With those tailwinds in the background, Franz said other strengths in the economy have led him to ease away from a base case of a short, mild recession.

“There’s three reasons,” he said. “The consumer, the consumer, the consumer.”

The consumer, he said, represents two-thirds of the U.S. economy, and if the consumer stays resilient even if individual sectors like housing and manufacturing hit soft patches, then there should be no recession at all.

Supporting the consumer is the strong labor market, where, despite interest rate hikes by the Fed designed to combat inflation partly by increasing unemployment rolls, the 3.7% unemployment rate “hasn’t budged,” he said. Demand for workers remains high in healthcare and retail. Meanwhile, inflation is slowing.

“We’re starting to see inflation coming down. It’s not down to 2%, but we’re starting to see early signs that inflation is coming down from those nosebleed levels of 8%,” Franz said. “That’s adding some resilience to the U.S. consumer. If the consumer stays resilient, and we start seeing improvement in housing and other sectors, then that’s how we skirt a recession.”

Chris Buchbinder, equity portfolio manager at Capital Group, said that like many investors earlier in the year he was very concerned about an impending recession. But now puts its probability at less than 50%.

“Why do I say that? This is Godot’s recession, right? This is the most anticipated recession we’ve all been waiting for. And as a result, companies began pulling back much earlier than normal,” Buchbinder said. “There are fewer imbalances than we would typically find during a period of time when the Fed’s tightening, which means there are fewer things that can go wrong from here.”
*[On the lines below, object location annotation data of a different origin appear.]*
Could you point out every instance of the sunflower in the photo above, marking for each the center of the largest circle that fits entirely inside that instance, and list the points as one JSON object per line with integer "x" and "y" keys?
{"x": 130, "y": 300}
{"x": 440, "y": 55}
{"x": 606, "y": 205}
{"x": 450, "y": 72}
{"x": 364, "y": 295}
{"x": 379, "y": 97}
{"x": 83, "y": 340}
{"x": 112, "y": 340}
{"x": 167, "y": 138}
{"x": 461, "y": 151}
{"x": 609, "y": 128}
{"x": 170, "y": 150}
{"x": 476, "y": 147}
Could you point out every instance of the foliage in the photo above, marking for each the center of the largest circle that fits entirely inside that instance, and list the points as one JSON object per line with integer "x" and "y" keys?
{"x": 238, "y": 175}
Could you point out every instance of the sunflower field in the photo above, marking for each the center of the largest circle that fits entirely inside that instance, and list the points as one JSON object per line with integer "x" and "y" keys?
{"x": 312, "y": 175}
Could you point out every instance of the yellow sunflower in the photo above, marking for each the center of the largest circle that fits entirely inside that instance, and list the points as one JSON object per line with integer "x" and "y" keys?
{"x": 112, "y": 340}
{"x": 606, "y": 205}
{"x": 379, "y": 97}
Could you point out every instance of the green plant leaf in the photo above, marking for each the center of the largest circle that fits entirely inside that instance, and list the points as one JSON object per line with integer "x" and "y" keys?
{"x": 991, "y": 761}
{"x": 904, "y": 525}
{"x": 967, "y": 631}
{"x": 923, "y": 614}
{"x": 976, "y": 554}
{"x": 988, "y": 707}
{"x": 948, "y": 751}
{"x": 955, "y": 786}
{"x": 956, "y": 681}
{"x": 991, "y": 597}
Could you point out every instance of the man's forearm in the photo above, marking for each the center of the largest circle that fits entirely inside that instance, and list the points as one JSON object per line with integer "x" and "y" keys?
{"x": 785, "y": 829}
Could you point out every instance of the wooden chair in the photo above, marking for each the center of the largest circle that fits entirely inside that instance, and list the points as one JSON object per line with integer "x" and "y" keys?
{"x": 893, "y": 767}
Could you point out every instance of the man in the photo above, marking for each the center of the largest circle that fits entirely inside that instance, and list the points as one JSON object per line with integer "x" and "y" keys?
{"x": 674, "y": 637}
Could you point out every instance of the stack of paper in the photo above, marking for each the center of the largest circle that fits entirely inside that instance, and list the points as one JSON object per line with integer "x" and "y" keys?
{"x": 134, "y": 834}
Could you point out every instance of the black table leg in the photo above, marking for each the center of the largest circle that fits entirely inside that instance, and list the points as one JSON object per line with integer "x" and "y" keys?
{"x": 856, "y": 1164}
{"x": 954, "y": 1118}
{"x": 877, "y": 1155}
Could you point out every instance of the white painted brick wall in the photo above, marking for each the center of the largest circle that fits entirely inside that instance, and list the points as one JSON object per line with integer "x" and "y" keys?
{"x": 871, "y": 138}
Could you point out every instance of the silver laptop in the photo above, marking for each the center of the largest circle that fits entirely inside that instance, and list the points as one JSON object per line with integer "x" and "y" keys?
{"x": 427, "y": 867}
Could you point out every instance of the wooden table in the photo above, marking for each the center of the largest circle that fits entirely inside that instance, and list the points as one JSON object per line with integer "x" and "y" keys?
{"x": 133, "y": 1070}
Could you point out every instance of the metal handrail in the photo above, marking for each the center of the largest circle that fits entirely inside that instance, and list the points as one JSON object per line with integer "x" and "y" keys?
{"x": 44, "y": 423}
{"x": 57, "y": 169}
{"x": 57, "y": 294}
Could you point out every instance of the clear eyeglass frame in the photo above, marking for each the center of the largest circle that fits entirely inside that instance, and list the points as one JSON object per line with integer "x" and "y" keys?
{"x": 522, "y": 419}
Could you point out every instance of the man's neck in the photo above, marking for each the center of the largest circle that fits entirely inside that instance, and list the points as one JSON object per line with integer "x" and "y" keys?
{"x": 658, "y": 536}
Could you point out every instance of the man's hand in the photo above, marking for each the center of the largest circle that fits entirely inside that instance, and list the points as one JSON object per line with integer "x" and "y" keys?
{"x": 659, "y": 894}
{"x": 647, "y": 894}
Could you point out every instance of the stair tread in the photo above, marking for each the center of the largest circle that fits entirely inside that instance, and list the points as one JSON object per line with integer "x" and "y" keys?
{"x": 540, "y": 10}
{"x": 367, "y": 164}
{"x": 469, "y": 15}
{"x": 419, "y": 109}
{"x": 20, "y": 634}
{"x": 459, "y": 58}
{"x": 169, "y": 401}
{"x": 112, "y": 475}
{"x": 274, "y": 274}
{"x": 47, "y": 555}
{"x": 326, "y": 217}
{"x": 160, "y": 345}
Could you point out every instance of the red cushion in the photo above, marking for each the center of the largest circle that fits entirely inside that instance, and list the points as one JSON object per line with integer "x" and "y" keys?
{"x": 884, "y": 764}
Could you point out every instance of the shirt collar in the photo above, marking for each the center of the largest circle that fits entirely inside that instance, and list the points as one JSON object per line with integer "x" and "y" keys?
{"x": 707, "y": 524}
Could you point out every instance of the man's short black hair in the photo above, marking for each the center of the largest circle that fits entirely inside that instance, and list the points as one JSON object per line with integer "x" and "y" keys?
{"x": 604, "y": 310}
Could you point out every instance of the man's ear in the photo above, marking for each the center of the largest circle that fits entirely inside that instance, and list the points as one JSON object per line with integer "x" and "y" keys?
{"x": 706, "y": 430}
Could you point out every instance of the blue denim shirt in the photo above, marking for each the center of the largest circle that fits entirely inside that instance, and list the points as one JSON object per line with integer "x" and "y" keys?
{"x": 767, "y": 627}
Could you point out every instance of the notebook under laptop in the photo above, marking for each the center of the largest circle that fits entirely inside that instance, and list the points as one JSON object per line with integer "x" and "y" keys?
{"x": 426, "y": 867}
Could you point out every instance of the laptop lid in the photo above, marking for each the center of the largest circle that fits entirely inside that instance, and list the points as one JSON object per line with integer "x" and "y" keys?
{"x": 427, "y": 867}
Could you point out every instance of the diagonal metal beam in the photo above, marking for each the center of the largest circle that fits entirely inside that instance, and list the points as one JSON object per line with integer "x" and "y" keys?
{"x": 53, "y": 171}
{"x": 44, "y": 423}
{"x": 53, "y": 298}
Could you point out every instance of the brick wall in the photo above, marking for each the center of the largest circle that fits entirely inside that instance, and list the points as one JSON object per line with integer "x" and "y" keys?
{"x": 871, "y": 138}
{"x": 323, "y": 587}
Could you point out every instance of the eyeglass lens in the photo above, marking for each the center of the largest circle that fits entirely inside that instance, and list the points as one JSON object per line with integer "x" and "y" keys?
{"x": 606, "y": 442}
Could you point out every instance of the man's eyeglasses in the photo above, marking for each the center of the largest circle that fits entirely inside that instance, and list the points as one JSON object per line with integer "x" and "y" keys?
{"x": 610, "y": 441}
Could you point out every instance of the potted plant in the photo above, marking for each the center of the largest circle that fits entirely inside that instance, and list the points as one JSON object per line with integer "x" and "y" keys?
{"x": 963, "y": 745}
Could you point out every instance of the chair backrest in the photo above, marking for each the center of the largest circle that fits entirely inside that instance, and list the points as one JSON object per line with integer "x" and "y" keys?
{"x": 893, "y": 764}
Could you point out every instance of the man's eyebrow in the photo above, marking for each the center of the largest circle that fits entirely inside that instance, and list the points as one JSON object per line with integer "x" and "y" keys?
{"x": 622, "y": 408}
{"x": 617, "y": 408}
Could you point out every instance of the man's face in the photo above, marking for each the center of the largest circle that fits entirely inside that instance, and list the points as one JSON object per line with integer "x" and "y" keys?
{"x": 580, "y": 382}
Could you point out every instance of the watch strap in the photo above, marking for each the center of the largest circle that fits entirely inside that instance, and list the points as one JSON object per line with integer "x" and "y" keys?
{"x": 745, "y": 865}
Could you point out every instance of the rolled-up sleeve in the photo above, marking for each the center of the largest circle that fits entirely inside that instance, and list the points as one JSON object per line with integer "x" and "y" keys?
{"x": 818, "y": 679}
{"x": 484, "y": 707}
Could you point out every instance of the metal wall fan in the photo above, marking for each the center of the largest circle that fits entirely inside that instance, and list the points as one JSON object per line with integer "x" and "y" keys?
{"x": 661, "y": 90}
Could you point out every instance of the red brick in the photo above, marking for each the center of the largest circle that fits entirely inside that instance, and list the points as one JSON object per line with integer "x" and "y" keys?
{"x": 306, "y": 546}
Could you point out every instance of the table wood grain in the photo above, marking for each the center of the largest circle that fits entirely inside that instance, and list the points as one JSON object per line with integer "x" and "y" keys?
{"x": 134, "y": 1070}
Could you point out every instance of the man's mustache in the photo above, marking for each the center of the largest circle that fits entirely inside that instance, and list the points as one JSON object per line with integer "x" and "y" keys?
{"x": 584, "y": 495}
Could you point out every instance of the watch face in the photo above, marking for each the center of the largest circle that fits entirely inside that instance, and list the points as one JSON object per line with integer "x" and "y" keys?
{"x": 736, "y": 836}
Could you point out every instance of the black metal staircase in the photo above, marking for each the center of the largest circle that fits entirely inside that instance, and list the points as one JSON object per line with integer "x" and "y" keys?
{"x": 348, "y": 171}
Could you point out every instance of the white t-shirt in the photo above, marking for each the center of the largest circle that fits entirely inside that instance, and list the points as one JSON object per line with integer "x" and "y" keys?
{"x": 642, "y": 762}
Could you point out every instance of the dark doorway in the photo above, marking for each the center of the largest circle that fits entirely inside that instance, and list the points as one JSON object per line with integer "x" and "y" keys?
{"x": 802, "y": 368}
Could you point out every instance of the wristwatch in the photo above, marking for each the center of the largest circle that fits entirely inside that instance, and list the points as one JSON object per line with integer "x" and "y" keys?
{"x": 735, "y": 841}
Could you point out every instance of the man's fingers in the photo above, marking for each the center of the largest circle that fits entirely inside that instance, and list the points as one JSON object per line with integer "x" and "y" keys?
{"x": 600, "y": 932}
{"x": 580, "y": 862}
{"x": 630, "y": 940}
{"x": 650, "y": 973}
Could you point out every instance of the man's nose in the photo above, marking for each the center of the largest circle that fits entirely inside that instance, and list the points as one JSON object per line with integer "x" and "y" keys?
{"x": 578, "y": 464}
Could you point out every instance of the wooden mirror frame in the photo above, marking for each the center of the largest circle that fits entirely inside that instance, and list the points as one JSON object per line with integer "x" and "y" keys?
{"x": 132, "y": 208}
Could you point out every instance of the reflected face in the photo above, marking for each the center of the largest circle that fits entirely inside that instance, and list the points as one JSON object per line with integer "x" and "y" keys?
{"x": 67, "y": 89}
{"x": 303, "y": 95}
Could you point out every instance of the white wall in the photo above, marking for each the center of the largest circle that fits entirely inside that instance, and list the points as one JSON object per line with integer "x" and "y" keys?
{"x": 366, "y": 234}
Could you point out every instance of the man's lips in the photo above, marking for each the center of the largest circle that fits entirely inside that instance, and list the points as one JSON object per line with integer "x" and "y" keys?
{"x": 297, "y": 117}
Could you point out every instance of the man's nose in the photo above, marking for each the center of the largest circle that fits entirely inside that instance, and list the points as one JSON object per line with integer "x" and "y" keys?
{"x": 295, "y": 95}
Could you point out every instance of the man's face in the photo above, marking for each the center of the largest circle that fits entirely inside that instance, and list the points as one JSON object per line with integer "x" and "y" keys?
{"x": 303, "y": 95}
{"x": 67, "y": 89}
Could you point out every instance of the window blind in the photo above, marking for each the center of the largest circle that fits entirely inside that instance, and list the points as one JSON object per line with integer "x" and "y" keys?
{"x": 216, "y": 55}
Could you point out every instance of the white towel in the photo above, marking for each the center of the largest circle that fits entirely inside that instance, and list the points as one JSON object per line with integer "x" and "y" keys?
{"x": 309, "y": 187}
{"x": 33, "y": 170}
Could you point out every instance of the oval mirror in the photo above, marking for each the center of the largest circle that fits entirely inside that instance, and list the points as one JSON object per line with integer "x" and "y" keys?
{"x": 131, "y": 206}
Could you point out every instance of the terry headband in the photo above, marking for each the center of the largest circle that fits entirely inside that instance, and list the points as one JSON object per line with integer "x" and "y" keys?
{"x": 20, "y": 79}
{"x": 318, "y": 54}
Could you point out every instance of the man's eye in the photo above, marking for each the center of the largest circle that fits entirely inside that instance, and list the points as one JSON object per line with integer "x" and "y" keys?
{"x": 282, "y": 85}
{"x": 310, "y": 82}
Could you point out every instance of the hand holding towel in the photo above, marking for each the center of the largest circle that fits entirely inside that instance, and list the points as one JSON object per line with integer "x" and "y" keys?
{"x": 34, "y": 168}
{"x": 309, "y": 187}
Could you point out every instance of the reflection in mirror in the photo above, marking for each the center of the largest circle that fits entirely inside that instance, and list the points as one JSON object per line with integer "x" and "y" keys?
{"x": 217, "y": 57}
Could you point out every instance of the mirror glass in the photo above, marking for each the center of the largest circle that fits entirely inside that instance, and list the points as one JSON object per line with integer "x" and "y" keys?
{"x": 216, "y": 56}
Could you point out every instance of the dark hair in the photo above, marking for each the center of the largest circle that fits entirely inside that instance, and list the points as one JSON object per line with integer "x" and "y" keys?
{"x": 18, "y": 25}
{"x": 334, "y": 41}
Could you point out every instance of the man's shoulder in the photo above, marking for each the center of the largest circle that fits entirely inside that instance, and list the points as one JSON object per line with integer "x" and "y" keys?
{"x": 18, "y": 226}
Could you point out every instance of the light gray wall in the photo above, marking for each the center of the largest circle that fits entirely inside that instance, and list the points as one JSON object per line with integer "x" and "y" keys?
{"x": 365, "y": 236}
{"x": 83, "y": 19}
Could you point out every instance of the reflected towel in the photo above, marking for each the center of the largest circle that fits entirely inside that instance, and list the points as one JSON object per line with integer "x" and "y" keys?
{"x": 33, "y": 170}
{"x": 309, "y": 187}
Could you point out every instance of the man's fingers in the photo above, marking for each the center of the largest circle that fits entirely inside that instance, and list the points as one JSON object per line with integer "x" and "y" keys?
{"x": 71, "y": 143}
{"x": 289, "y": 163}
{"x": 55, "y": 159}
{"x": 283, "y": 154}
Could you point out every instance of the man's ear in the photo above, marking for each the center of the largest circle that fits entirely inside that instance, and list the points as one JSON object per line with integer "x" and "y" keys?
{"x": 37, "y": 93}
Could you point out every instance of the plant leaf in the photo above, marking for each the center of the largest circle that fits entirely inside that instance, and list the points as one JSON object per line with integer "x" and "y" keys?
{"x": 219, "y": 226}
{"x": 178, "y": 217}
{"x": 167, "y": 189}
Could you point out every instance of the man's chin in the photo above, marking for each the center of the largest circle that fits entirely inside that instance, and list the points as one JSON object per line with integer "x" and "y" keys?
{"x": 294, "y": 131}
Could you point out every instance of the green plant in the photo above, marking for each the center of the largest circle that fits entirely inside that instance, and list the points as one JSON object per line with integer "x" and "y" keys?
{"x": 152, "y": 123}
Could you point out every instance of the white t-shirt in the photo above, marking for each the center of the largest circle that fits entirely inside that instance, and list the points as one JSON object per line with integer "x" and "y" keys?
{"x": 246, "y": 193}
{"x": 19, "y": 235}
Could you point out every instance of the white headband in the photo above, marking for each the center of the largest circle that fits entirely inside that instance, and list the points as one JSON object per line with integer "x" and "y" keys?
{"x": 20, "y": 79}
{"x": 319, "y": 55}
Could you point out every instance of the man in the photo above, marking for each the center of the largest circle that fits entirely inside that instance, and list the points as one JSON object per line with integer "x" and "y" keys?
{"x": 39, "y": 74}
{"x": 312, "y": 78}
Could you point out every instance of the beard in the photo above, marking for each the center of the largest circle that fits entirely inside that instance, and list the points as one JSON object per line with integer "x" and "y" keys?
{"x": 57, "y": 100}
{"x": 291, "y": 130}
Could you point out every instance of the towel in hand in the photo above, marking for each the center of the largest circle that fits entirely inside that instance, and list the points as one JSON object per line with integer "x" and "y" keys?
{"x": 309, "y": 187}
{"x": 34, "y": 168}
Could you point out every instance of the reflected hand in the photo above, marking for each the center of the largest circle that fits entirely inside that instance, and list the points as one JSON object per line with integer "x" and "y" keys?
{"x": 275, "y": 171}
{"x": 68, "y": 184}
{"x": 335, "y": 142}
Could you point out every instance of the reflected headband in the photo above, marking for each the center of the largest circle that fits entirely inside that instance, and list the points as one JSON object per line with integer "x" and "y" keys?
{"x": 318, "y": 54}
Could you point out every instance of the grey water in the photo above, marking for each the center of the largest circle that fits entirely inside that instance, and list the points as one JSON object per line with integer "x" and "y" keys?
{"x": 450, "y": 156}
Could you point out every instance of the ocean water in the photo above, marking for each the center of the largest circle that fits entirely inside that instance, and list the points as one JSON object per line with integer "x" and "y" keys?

Buchbinder said the way this new thinking has shaped his portfolio has meant that he’s focused on the companies and industries that have already suffered some degree of industry-specific cyclical downturn.

The core of his portfolio includes “Covid recovery” industries, which he defined as companies and sectors that really struggled during the pandemic and have more recovery to go, including aerospace and travel. Also considered core are rebounding growth leaders like Meta, Netflix and Amazon that did well during the pandemic, only to lose their luster in 2022, and finally cyclical industries, such as semiconductors, chemicals and energy.

Aside from the core of his portfolio, Buchbinder eyes “companies in controversy” where he can hold them until the controversy fades—such as Royal Caribbean, PG&E and General Electric, he said.

But when it comes to investing in AI, Buchbinder voiced some words of caution.

“I think AI will have very significant long-term implications both on business models and revenue models, and also certainly on costs over time,” he said. “I would also say I think it’s really difficult to understand all those implications from where we sit today, and any forecast of how things will develop is likely to be proven incorrect.”